Although the selection of Caesars Palace as the Heartland venue may very well have come down to competitive pricing (the venue did not respond to a request for comment), it’s hard not to read into the poetry of it. The historian Kyle Harper attributes the fall of the Roman Empire — which wasn’t a sudden event, but prolonged over a couple of centuries — to two major forces: microbial plagues and climate change, which probably sounds uncomfortably on the nose.
Harper has emphasized in his work that the anthropogenic climate change we’re facing now is of a very different variety than what the Romans dealt with, which was the kind of geologically normal variations influenced by natural Earth cycles and the occasional major volcanic eruption. The carbon emissions-driven greenhouse effect we have now is a force that’s warming the climate at a faster rate than ever before, with both more extreme and longer-lasting effects than we’ve seen in human history.
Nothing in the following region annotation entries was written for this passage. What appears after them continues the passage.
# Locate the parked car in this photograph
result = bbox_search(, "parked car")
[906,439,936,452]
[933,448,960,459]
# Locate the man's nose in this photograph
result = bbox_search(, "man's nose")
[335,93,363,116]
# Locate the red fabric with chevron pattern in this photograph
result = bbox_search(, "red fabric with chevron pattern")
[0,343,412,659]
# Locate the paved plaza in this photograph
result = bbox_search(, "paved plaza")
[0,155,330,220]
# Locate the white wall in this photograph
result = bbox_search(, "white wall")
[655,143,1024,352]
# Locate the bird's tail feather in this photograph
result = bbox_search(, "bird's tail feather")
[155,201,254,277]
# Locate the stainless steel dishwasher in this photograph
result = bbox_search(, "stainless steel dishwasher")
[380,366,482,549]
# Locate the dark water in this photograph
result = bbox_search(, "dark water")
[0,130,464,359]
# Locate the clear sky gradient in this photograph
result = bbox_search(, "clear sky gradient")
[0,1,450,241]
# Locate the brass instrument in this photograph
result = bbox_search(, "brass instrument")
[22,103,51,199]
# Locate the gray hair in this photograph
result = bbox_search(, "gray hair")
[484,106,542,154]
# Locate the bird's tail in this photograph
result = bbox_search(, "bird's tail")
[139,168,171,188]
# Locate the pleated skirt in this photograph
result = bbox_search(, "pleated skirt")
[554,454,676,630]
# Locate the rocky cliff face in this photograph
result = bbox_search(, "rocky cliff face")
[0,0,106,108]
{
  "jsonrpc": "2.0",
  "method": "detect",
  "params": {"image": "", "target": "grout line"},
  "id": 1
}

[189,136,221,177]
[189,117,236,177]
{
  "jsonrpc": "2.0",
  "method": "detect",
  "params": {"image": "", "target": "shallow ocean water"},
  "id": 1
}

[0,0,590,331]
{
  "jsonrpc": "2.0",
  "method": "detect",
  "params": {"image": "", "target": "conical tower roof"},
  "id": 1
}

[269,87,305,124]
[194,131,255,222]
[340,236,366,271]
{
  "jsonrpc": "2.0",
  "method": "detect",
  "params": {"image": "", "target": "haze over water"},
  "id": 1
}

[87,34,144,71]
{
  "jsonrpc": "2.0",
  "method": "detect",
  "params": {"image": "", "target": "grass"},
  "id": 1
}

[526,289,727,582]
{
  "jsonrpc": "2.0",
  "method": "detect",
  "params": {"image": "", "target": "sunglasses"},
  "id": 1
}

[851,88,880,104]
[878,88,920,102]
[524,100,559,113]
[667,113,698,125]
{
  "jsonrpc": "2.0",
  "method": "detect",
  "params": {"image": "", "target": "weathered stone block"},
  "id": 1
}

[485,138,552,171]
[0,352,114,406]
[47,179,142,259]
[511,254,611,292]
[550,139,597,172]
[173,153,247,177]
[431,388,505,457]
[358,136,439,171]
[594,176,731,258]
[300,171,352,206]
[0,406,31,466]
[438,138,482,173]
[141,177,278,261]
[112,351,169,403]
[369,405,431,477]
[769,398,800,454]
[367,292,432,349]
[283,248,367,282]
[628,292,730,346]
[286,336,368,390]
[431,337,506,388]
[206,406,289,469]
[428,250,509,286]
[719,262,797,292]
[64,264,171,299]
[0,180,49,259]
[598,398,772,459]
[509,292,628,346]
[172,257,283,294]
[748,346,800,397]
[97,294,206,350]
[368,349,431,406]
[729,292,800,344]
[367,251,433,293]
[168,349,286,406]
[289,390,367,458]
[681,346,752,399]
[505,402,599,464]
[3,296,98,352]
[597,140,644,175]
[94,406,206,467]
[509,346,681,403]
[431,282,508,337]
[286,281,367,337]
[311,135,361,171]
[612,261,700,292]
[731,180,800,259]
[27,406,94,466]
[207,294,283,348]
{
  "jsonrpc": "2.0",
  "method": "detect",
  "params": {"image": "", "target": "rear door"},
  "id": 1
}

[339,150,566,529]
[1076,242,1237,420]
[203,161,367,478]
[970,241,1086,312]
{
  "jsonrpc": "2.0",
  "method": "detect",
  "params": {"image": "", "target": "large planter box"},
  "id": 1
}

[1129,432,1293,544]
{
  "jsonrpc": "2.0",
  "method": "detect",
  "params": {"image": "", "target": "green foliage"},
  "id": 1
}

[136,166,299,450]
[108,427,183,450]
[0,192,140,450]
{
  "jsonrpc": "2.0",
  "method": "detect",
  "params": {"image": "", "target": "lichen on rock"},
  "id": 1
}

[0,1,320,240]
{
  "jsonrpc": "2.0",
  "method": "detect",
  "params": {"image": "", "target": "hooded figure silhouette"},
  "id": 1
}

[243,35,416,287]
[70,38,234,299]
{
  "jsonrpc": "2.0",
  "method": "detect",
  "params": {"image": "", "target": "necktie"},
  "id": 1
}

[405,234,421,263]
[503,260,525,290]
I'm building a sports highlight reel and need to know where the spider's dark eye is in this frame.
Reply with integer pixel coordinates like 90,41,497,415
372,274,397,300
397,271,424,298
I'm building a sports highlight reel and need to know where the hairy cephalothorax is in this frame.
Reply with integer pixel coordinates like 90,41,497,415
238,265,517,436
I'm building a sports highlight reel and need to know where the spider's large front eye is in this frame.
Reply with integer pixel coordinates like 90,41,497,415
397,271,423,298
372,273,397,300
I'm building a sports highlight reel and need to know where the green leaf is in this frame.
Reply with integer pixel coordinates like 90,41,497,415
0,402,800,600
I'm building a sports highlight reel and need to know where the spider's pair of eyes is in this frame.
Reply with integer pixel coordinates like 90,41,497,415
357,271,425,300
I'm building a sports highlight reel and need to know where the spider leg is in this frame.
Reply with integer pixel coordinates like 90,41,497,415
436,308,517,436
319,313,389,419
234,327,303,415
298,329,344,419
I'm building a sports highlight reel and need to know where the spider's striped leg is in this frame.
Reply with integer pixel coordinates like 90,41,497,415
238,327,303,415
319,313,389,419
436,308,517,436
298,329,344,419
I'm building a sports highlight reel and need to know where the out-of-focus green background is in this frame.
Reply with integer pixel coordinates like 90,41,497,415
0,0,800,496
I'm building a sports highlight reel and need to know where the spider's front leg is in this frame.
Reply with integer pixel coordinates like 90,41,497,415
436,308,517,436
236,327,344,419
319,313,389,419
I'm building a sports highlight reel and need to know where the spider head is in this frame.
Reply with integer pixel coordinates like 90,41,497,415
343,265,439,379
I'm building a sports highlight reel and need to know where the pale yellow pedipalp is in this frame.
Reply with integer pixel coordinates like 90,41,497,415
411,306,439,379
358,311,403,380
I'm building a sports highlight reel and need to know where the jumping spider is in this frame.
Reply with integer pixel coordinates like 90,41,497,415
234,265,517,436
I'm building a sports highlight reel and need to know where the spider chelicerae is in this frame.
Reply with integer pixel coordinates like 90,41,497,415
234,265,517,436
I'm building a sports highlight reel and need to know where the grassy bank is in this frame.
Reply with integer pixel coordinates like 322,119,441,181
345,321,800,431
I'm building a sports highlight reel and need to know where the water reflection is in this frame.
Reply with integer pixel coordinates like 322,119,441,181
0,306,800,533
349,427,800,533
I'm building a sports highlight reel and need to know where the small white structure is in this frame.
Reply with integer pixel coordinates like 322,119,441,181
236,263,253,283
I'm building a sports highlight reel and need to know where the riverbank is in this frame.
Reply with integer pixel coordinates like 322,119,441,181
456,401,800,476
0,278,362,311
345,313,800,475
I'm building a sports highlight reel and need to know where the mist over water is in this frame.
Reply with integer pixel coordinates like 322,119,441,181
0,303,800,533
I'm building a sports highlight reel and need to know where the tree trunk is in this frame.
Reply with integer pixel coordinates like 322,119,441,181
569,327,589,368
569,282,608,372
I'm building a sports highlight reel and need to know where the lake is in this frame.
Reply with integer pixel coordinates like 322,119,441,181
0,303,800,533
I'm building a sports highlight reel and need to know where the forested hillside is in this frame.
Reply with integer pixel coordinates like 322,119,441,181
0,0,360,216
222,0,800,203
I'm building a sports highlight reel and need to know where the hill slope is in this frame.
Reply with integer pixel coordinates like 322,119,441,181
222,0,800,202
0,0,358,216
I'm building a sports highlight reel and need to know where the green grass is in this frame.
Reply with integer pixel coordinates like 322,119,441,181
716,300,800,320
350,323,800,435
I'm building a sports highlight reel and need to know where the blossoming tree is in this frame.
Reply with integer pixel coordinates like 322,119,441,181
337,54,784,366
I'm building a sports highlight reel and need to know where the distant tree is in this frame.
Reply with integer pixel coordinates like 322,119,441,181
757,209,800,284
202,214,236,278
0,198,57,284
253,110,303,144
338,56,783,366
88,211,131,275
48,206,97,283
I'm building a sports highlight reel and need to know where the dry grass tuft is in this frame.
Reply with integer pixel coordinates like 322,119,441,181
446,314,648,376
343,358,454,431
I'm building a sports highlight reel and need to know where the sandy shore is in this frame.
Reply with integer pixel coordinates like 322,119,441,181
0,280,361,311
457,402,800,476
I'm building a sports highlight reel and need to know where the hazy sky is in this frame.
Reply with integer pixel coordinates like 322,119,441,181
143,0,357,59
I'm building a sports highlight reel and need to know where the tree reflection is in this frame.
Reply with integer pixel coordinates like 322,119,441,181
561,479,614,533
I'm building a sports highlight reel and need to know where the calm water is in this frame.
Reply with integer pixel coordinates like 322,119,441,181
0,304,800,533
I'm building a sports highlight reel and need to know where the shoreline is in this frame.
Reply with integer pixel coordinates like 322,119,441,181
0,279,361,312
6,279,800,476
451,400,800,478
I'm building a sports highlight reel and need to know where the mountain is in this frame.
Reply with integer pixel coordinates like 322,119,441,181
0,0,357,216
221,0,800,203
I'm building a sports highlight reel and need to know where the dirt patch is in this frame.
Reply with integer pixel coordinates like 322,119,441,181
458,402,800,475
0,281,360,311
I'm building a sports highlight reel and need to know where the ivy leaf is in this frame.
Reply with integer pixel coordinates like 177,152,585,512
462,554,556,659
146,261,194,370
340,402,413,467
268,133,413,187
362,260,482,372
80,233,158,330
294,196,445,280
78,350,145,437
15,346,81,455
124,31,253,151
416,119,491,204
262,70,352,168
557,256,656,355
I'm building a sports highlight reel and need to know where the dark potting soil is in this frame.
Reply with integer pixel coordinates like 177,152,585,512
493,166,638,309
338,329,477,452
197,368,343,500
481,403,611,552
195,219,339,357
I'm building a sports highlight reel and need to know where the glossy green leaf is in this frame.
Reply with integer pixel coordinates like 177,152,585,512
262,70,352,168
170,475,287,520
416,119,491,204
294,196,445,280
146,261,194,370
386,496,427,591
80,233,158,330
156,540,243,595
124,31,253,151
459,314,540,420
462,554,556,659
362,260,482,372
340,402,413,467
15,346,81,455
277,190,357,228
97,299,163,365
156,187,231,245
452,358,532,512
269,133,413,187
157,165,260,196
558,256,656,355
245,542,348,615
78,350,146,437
It is easy to be smug about stubborn people and their backward beliefs, and the attendees of the Heartland conference certainly deserve little to no warmth of empathy. But it is less easy to see — and to ridicule — the ways that denial permeates our own still-uninterrupted desires for luxury, excess, and escape.
Rome had its own Las Vegas, just up the coast from modern-day Naples, called Baia. It’s where the empire’s wealthy would vacation to go, in modern parlance, buckwild. But if you want to visit Baia today, you will find it difficult. The city, due to an unfortunate combination of seismic rumbles and the soft earth on which it was built, now sleeps under the waves of the Mediterranean.